Nothing reinforced his sense of possibility so much as seeing his father on a good day, shouting in Italian and marching around the office with the self-assurance of a man who had spent most of his life as a boss. Sal had started an alarm company, owned a hardware and appliance store and traveled regularly to Asia for an import business. His family loved to tell one story about his days as a salesman for Motorola, when he talked his way into an appointment with Redskins coach George Allen and then walked out 20 minutes later with a signed contract and a complimentary pair of season tickets. To his family, he had always been the best salesman of all.

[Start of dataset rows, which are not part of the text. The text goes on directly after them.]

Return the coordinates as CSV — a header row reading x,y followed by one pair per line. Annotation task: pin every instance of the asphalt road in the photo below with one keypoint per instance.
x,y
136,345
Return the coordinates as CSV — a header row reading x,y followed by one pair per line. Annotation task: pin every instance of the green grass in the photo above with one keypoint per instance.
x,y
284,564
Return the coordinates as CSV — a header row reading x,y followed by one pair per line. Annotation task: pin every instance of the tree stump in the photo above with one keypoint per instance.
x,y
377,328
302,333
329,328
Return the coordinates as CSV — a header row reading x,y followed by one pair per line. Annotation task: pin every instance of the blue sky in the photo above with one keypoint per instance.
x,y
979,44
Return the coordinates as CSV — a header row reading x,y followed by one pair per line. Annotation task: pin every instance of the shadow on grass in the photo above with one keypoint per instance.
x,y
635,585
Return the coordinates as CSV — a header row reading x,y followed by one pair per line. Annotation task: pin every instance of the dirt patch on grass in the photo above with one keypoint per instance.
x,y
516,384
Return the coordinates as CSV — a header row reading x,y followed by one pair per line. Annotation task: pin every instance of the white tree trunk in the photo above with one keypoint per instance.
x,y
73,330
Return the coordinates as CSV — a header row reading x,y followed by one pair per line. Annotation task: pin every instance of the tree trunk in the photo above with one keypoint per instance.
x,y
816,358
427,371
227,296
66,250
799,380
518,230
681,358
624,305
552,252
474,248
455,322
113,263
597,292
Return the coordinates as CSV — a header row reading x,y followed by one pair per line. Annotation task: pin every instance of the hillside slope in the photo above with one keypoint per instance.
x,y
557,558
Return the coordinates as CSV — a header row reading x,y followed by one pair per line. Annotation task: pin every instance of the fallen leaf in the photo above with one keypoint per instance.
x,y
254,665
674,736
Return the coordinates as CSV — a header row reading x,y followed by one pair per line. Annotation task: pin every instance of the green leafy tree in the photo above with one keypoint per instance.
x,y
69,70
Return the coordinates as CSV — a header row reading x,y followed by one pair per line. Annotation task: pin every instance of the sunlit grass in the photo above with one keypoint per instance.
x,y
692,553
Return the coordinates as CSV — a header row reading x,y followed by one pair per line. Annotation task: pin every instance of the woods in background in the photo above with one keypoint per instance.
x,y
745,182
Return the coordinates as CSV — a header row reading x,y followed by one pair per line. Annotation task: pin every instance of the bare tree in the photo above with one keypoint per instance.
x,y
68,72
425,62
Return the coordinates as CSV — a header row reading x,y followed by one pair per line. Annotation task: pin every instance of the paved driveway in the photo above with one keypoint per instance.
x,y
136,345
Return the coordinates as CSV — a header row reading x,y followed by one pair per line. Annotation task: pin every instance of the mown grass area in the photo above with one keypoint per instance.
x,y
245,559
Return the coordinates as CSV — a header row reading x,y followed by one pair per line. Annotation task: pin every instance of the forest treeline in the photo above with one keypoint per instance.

Now his gravelly baritone filled the office as he called subcontractors and offered advice to Frank. They wrote down names of customers on a dry-erase board, and Frank booked sales appointments in his day planner. He had four customers on the verge of buying pools and 15 more who had expressed interest on the company’s voice mail. Maybe his brother was right: Maybe they really could do millions. Maybe he could still hit a hundred. Now was the time to invest, to swing big, to hire a few more salespeople and call back some of those hesitant buyers for one more try. He picked up the phone and started dialing.
“Happy wife, happy life,” he told one customer.

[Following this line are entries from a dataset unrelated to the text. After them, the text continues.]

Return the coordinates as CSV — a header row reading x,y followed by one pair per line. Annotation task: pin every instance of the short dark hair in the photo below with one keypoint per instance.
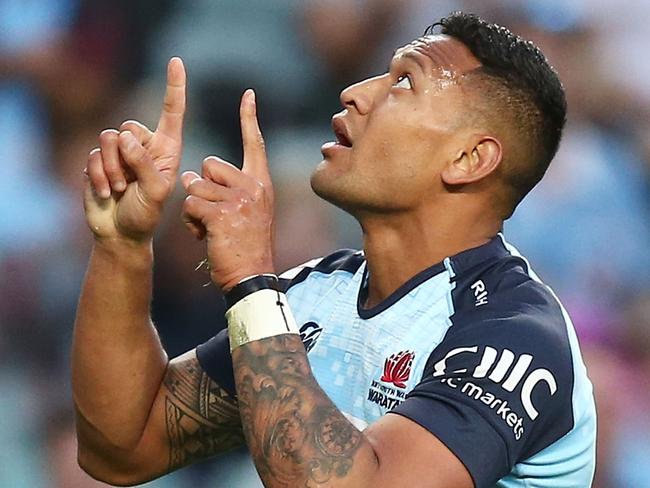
x,y
516,76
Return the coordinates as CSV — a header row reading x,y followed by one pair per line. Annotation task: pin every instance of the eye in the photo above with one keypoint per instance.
x,y
404,82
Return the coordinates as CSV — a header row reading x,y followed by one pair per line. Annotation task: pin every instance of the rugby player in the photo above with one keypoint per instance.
x,y
433,358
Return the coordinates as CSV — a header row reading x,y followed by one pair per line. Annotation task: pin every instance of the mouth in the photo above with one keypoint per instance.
x,y
341,131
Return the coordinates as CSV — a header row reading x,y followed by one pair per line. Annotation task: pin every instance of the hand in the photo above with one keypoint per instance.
x,y
132,173
233,209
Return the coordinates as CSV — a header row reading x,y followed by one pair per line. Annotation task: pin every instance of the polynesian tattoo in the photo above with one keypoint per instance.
x,y
202,418
296,435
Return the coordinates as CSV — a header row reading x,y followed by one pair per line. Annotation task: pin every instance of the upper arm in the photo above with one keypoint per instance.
x,y
192,418
409,455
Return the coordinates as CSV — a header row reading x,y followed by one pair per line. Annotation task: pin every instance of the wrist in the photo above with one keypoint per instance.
x,y
258,309
230,282
134,253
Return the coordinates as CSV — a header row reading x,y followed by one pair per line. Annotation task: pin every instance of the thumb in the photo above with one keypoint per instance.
x,y
137,158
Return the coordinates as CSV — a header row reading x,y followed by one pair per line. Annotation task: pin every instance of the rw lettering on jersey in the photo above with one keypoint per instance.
x,y
480,293
508,371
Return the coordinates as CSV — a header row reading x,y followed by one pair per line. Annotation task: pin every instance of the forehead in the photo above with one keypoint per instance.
x,y
443,52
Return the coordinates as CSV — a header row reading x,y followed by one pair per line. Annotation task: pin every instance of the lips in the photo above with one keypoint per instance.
x,y
341,131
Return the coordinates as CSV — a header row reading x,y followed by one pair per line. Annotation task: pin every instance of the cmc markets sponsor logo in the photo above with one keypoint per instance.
x,y
309,334
519,374
397,369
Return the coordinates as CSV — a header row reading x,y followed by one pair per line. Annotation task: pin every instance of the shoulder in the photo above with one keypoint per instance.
x,y
343,261
506,297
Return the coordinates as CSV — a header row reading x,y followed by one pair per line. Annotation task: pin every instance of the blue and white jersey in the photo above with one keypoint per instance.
x,y
475,349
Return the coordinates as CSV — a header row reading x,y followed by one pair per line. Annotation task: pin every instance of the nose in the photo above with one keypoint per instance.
x,y
360,96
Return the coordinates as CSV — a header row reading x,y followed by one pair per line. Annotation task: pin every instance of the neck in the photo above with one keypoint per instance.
x,y
397,247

“Aren’t you tired of baking in this heat?” he asked another.
Sal ordered pizza for lunch, and Frank joined him in the conference room. Sal loaded hot pepper flakes onto a slice and starting telling a story about a trip to Italy a decade earlier. He had been wandering around Ischia, an island off the coast of Naples, looking into their family ancestry when his guide led him to an apartment with a marble staircase worn from centuries of use. At the top of those stairs was a small apartment, and in that apartment was a friendly old woman who turned out to be a distant relative, and on her wall was a black-and-white picture of Sal’s grandfather.
“Marble stairs worn in the middle,” Sal said, shaking his head.
“And still standing,” Frank said.
“Makes you feel like a part of something,” Sal said.
“Something that lasts,” Frank said.
They ate in silence for a minute, thinking about the decades of drive and ambition that had delivered their family to this office in Manassas. From Italy to the United States in 1911; from Firetto to Firetti during the chaos of processing at Ellis Island; from handcrafted marble steps to American brick masonry; from an apartment on a volcanic island to 10 acres in the rolling horse country of Virginia. The Firetti family narrative was the story of steady advance, of one generation after the next overcoming distance and circumstance to accomplish something greater.
Now it was left to Frank to outdo the past again, and something about that thought made the office feel small and quiet. He stood up from the table and rubbed his forehead. “Back to work,” he said.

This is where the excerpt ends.